Several studies provide evidence of elevated risks of infant morbidity and childhood disabilities for infants with modest decrease in gestation across a broad spectrum, regardless of being born at term or preterm. Furthermore, late preterm birth has been associated with a number of components of the metabolic syndrome and cardiovascular disease in adult life. [Front Psychol 2011;2:1; Semin Fetal Neonatal Med 2012;17:120-125; J Pediatr 2019;210:69-80]

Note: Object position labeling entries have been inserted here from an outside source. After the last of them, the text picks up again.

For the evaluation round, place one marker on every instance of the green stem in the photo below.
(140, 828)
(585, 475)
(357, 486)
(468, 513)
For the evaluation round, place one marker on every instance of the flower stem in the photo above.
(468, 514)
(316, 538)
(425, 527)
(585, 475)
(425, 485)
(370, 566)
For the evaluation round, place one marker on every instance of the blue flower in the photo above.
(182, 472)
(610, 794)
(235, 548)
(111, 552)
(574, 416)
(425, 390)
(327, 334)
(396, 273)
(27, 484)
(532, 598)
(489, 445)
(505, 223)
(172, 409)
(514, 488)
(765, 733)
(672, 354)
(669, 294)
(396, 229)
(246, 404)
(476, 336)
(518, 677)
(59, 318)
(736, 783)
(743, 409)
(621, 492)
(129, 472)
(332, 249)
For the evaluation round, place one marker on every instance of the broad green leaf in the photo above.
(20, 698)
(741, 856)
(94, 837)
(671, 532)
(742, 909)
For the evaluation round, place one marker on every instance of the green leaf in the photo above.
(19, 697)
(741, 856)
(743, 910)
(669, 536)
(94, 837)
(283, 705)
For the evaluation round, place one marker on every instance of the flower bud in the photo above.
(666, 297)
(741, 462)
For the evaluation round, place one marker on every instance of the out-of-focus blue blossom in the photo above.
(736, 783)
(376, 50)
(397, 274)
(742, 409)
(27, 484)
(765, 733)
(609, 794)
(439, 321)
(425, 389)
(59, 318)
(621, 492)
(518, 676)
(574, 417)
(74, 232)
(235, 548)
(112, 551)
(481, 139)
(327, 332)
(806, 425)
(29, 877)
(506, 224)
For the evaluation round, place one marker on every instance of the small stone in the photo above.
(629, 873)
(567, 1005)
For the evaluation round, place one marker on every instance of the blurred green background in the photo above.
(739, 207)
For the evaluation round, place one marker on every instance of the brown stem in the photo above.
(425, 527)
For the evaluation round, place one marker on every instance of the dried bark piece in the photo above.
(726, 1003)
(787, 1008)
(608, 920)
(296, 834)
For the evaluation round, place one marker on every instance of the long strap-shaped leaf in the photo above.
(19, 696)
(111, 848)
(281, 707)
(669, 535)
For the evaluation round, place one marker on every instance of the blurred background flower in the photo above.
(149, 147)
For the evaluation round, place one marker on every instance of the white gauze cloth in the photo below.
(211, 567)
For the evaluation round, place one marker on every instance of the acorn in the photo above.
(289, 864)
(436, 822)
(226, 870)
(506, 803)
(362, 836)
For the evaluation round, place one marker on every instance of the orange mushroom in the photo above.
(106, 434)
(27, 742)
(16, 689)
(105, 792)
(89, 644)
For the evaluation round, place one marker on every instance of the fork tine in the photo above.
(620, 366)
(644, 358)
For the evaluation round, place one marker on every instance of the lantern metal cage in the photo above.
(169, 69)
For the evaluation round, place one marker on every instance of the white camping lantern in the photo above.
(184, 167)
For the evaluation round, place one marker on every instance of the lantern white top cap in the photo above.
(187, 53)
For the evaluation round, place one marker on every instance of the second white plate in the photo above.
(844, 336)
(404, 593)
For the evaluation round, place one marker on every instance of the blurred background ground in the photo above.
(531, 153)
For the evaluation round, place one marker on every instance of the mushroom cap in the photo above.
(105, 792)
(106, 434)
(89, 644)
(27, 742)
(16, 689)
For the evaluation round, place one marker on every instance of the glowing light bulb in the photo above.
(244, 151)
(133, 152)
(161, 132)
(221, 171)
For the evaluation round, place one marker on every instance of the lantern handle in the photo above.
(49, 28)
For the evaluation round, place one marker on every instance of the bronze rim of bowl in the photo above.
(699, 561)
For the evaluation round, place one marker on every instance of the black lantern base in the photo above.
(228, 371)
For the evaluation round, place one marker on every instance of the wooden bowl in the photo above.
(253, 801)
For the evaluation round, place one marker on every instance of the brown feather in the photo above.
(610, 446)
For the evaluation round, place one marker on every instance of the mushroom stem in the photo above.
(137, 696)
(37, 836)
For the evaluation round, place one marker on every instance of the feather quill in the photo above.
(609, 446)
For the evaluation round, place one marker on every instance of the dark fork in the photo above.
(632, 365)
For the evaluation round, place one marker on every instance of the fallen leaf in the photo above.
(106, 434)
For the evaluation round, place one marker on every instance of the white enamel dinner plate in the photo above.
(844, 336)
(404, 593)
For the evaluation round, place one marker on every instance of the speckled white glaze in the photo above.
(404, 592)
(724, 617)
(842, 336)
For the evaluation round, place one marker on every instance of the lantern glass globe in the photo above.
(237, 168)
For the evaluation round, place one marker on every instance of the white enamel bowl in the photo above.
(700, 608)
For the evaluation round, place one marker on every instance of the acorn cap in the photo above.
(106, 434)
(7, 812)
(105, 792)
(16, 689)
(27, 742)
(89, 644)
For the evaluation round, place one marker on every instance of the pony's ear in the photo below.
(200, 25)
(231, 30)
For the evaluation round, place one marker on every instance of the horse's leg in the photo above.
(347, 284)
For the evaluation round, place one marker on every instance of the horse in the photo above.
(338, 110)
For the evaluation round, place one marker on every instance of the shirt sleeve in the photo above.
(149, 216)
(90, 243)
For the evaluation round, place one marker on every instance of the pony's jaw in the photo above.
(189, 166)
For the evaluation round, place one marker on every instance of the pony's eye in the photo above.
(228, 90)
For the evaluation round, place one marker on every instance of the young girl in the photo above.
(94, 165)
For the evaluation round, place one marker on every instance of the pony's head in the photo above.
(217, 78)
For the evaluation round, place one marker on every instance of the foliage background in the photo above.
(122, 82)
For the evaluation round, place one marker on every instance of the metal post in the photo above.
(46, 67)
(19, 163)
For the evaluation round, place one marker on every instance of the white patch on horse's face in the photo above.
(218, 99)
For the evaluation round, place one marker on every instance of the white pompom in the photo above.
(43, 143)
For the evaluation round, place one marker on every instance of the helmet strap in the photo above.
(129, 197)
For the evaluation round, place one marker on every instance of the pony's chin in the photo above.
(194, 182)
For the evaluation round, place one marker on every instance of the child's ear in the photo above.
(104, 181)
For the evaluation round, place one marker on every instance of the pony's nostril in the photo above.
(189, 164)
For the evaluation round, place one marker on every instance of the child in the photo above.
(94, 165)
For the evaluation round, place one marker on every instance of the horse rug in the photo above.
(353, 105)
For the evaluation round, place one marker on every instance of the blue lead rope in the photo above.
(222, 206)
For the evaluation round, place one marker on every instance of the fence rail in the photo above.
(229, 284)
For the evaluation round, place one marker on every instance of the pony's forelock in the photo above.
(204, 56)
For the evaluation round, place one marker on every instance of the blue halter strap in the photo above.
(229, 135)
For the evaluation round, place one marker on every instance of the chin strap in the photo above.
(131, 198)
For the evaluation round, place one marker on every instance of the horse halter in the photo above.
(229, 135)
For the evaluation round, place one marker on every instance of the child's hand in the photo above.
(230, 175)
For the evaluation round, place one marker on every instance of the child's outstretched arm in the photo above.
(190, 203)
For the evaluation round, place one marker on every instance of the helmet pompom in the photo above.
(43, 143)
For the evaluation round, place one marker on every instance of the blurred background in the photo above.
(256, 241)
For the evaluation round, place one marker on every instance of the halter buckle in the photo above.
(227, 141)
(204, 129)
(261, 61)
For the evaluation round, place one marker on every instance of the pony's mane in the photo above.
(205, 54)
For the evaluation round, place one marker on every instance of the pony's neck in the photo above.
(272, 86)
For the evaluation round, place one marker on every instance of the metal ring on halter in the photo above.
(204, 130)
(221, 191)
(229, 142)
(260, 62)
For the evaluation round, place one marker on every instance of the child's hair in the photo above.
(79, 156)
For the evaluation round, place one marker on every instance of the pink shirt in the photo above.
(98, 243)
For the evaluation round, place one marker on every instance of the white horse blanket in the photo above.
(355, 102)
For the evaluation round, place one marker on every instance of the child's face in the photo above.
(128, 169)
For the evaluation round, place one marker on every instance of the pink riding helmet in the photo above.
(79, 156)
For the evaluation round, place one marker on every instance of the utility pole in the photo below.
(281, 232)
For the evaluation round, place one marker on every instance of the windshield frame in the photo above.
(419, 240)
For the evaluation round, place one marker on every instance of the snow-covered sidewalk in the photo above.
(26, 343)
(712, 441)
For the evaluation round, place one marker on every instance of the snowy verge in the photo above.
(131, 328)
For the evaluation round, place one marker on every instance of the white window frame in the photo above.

“Our current findings thus call for increased clinical attention to maternal time of food intake, [as well as] the study of potential intervention strategies based on circadian eating approach which are feasible and culturally appropriate, with the aim of reducing risk of preterm birth,” the investigators said, adding that observations for nightly sleep deprivation in relation to gestation length and early delivery warrant further confirmation.